It’s the most wonderful time of the year. Time to gather the family, take time off from work, exchange gifts, build a snowman…and agonize over whether to bid “Merry Christmas” – or “Happy Holidays” – or nothing at all – to the cashier at the supermarket.
Yup, it’s the hap-happiest season of all. And it seems to begin earlier with each passing year.
It's beginning to look a lot like Christmas. (Oh wait, am I allowed say that?)
Just last week, the American Family Association called for a boycott of the Gap (and its affiliated stores, including Old Navy and Banana Republic) because of “the company’s censorship of the word Christmas” in their advertising .
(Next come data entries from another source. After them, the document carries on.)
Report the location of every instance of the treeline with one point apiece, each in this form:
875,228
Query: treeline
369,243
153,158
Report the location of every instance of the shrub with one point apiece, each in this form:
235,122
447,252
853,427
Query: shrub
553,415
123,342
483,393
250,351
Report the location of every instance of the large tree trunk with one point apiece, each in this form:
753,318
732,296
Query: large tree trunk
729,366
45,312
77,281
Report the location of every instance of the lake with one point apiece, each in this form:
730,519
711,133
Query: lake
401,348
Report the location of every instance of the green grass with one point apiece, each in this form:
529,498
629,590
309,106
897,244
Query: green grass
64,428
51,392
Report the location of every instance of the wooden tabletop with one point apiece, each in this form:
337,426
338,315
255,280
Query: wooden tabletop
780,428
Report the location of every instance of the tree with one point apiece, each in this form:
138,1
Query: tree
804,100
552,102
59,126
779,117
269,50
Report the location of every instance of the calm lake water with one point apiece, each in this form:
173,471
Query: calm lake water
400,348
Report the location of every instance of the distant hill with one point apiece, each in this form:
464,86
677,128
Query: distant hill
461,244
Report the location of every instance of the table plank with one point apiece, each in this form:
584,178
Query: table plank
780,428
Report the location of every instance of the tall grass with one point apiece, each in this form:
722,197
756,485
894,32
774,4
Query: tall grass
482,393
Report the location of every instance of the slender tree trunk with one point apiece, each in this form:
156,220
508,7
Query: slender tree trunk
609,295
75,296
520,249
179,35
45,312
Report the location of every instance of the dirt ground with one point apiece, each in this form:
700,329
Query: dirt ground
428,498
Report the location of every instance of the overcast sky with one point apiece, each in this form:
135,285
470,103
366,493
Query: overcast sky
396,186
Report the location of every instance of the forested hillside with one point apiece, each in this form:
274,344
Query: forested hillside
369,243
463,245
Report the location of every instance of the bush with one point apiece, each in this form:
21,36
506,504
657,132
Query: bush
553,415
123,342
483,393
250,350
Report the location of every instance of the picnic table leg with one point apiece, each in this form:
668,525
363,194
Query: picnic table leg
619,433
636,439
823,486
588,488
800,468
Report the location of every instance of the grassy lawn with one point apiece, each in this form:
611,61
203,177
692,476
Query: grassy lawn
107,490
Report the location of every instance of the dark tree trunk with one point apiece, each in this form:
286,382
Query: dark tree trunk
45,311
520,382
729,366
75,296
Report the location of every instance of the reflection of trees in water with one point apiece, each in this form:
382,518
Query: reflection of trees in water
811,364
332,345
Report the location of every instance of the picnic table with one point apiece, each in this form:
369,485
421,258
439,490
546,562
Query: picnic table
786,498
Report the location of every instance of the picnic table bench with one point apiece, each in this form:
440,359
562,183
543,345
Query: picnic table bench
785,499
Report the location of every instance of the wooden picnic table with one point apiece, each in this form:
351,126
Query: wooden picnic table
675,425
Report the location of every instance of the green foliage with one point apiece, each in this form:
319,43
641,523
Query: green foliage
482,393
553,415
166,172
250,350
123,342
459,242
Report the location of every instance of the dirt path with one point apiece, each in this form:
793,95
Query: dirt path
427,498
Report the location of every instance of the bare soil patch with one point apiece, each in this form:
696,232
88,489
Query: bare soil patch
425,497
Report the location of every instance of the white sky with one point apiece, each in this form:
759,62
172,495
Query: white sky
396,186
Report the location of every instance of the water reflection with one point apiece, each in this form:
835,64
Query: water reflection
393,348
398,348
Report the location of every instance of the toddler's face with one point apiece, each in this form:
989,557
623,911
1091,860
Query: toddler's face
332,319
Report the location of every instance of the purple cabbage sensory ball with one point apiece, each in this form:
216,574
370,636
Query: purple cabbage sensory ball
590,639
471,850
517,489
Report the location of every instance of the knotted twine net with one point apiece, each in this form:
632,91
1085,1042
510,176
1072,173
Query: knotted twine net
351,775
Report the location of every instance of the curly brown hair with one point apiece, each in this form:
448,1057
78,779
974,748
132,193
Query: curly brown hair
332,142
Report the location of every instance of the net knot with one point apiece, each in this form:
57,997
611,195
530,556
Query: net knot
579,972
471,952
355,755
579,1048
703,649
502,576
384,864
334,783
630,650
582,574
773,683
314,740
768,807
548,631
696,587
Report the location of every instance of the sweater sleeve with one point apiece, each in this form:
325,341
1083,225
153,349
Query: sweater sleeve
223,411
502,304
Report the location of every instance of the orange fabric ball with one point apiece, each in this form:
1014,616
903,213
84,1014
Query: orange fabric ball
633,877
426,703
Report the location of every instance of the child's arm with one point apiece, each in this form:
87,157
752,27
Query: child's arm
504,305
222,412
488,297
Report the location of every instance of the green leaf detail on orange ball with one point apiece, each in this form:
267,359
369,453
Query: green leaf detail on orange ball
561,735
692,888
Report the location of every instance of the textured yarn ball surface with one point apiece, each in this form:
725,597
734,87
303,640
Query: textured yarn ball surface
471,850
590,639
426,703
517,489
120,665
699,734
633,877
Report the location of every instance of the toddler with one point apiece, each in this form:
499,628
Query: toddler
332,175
Censorship? I don’t understand. Did the Gap ever claim to be a Christian organization, that they should be bound by religious observances? That would be news to me.
There’s more. The AFA has compiled a list of dozens of retailers that are either friendly or hostile to their cause. Apparently Office Depot and Advance Auto Parts are “naughty,” and Macy’s and Bass Pro Shops are “nice.” Best Buy and Safeway reside in a no man’s land in-between, as (apparently) they’re unconscionably ambivalent to the whole thing.
Exactly what do spark plugs and tackle boxes have to do with Christmas? Someone tell me, please.
Someone should remind the fine folks at the AFA of what a boycott is supposed to be. From its modern inception, the very concept of a boycott isn’t just about protest, defamation, or inflicting economic damage. Rather, the protest should be accompanied by some type of voluntary personal sacrifice.
When Captain Charles Boycott evicted the tenant farmhands from his land in 1880, the surrounding community rose up to object. The local merchants wouldn’t deal with him, and even the most desperate unemployed citizens wouldn’t work in his fields. Boycott’s business was ruined, but the protesters themselves suffered substantial injury as well. And that was the point: They suffered for a greater good.
When the black citizens of Montgomery refused to ride the city’s transit buses, they didn’t just deplete the fareboxes. They had to walk everywhere, hitch rides where they could, even lose their jobs or drop out of school. But their cause was just, so they endured.
I’m reminded of the Southern Baptist boycott of the Walt Disney Company, back in the 1990s. What would be the practical impact on the life of a boycotter? It would mean that you vacation at Six Flags. You attend theaters exhibiting movies by MGM or Fox. Or you decorate your baby’s nursery with images of Bugs Bunny instead of Mickey Mouse.
As for the personal sacrifice? You can’t buy a cute little hat with mouse ears.
The American Family Association desires to take a stand for good old-fashioned moral values, and on this matter I couldn’t agree more. They observe the state of our modern American society, and they see a generation of children growing up in a cesspool of liquor, drugs, and illicit sex. Again, yes, I feel their pain. But for all their preaching, do they really achieve the ends that they seek? Two measures seem relevant here.
For one, do the target companies repent of their “sinful” behavior? History has shown that boycotts – especially on large companies like Gap or Disney – rarely inflict a measurable level of damage on their targets; and even if they do, the effect is very short-lived, because the public’s attention span is so short. A temporary decline in the sale of denim jeans is meaningless to a multibillion-dollar company. A thousand fewer visitors at an amusement park will never persuade the company to do – or not do – anything.
Secondly, do we now have a more righteous society because the AFA took a principled stand on some important issue? Have we seen a rush of pagans forsaking the pub for the cross? Hard to tell, but everywhere I look, this kind of foolish posturing only harms their cause. To the unbelievers out there, it implies that all Christians are petty and intolerant, angrily denouncing anyone who doesn’t dance to their tune.
True evangelism – the kind that truly helps people – is achieved by gentle persuasion, not hostile confrontation. I’m a Christian, but that doesn’t give me the right to compel you to honor my traditions. It didn’t work in old Rome, or during the Crusades, and it won’t work today.
Try to picture, if you can, the outrage that would surely follow if we suggested that Moslems keep quiet about Ramadan. Or Hindus about the Festival of Ganesh. Imagine the media coverage that we would see if someone asked Jews to shut up about Passover. The ACLU would have to hire a thousand new lawyers, just to keep up. But Christians? They're disposable. Don't wory about them.
So if you see me at the supermarket, go ahead and wish me a happy Hanukkah. It’s a friendly greeting, and I will accept it all day long. Maybe even twice on Sunday.